Las verdades son siempre más aburridas, piensa. Mentir, incluso mentir hiperbólicamente, le pareció un entretenimiento de lo más gozoso. En adelante, sólo tendría que cuidar qué decía. No podía arrojarse a un tren como Anna Karenina. Ni vender que había robado Ford Knox. Mentiría con suavidad. Otra novia. La de ahora acaudalada. Muy guapa. Entrada en años. Separada o viuda. Con un hijo de su misma edad con el que se iría de copas los viernes por la noche y con el que intimaría hasta confesarle que no amaba a su madre y sólo la rondaba por el dinero. De verdad que no cuesta trabajo. Es mejor ser sincero. Mentir no conduce a ningún sitio. A ti no te cuadra que yo mienta. Son muchos años conociéndonos, Bernardo. Si el que escucha percibe el engaño, no vuelve a verlo. Es fácil, mucho más de lo que había pensado. Tiene decenas de viejos amigos, los que no ve, todos los que conoció y acabaron viviendo una vida lejos de la suya. A Teresa, una compañera de facultad, la tiene por muy inteligente. Fueron pareja una semana santa. Ya ni recuerda qué hizo que cortaran. Se dice cortar. Como si el amor fuese una cuerda, una cuerda tensa y dura. Si quedan y toman café y adquieren esa intimidad que luego permite abrir el corazón y contar casi cualquier cosa, tendrá que extremar el cuidado. No caer en anécdotas muy escandalosas. Empezaría con unas mentiras de poco peso. Estoy sin blanca. Lo he gastado todo en el juego. Le debo una pasta a un buen amigo. No quiero que me prestes tú. No aceptaré que me des nada. Te lo cuento porque necesito desahogarme. Escuchas muy bien. Nadie te lo habrá dicho. No he tenido a nadie que escuche como tú. O contarle que tuvo un accidente con la moto y anda desmemoriado. No recuerda muchas cosas. Le pregunta a Teresa si se amaron de verdad, si hicieron el amor en el coche ese viernes santo. A Lucas se le ocurrió que las mentiras ocupaban una parte considerable de su memoria. Tenía también la antojadiza manía de no dejar una mentira cerrada. La novia flacucha, al ser contada por tercera vez, pasaba a tener pechos enormes o caderas muy anchas. El viaje a Londres tornó en uno a Moscú y el té en vodka.
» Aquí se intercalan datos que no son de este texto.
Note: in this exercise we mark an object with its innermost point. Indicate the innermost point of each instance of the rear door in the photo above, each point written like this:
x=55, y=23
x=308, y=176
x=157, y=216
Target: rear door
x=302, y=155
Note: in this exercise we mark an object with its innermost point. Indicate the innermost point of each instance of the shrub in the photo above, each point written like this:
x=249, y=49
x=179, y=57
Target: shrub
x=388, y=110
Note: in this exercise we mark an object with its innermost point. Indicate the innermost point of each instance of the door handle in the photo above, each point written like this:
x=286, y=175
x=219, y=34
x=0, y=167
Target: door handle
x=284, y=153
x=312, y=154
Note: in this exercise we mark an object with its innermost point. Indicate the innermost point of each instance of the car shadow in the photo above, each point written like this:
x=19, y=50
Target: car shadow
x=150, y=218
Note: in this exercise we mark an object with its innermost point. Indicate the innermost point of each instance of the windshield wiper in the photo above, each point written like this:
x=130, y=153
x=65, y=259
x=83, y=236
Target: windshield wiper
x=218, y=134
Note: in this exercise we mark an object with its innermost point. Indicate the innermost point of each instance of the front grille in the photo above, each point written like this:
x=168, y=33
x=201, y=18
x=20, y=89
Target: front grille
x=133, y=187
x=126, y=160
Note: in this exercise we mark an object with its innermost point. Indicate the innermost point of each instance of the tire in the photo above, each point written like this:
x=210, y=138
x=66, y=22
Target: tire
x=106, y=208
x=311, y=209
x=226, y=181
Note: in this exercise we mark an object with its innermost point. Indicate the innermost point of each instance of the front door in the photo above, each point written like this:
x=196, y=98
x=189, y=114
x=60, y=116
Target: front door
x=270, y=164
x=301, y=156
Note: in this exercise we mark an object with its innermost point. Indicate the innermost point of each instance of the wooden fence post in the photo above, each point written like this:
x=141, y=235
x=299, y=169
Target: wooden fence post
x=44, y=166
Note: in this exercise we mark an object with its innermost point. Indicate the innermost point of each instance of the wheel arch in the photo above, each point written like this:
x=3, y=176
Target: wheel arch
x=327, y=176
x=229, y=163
Para no olvidar qué cosas se le iban ocurriendo (y eran muchas y casi todas le parecían dignas de un gran genio de la narrativa) compró una libreta en la que manuscribía el asunto mentido y a quién se lo había confiado. Pedro sabía que estaba leyendo literatura germánica medieval, por ejemplo. Juana, sin embargo, tenía claro que la literatura anterior al siglo XX no le llenaba en absoluto. A Lucía le relató su reciente inclinación a la política. Juan Luis, en ese mismo día, escuchó cómo le argumentaba su desafecto por la política. Evitar, en lo posible, que Lucía y Juan Luis cotejaran la información que les había proporcionado era otra circunstancia que debía contemplar. En un mes la libreta fue insuficiente. En un año, llenó una pequeña balda de libretas. En dos, dedicaba más tiempo a escribir que a hablar. Mentía por escrito. Hasta admitió, en una de esas verdades a las que no estaba acostumbrado, que le encantaba escribir. Mañana le dan un premio. No es uno cuantioso. Un concurso provinciano de relatos cortos. Escogió el asunto del cáncer. Espera que Bernardo no compre el libro.